Bonobos are not quite the peace-loving primates they have long been thought to be, researchers say, after finding that males show more aggression towards each other than chimpanzees.
Bonobos and chimpanzees are humans’ closest living relatives. Although chimpanzees are known to show aggression towards each other – sometimes to the point of death – bonobos have long been thought to live more harmoniously, with no known killings. The difference has led to the theory that natural selection works against aggression in male bonobos.
Now research has turned that idea on its head, revealing that bonobos show higher rates of male-on-male aggression than chimpanzees — even when researchers looked specifically at cases where the males stalled.
“This is a species with such complex behavior that to limit the species to just a hippie, for this study, it’s not going to work. It’s just too simplistic,” said Dr Maud Mouginot from Boston University, who is the first author of the research.
“I think what we know now is that bonobos and chimpanzees use aggression and they use it in different ways.

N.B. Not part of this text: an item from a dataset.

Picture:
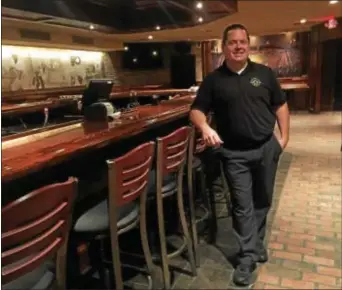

And they have different strategies around it,” she said, adding that an interesting area to explore now is why and when these different strategies evolved.
Write in the journal Current BiologyMouginot and colleagues describe how they followed 12 male bonobos across three communities at the Kokolopori Bonobo Reserve in the Democratic Republic of the Congo, and 14 male chimpanzees across two communities at Gombe National Park in Tanzania.
Each male was individually followed by the researchers during his waking hours, during which his interactions with other members of his species were recorded, including aggressive physical contact, and other aggressive actions such as charging and chasing.
Overall, the team recorded 521 aggressive interactions involving tracked bonobos over 2,047 hours, and 654 aggressive interactions between the identified chimpanzees over 7,309 hours.
The team says that despite previous studies finding that chimpanzees show more severe aggression – such as murder, infanticide and sexual coercion – the results show that aggressive acts between males were 2.8 times more frequent in bonobos than in chimpanzees, with acts that involved physical contact which was specifically found 3.0 times more often.
For both species, more aggressive males had greater success in mating with females.
Yet, while not quite the model of gentlemanly chivalry, male bonobos treated females differently than chimpanzees: the team found that male-on-female aggression was less common, and female-on-male aggression more common, in the former as the latter – something the team wrote off female bonobos often outnumber males in the social group.
“We know from the literature that, for example, male and female [bonobos] form a close association … and we don’t see that in chimpanzees,” Mouginot said, noting that humans also form such associations.
The researchers add that while only 1% of aggressive acts among male bonobos involved the primates, the figure was 13% in chimpanzees – a finding that may explain the lower frequency of aggression in chimpanzees.
“It’s just more risky because obviously, if you have multiple individuals against you, you can get completely beaten,” Mouginot said.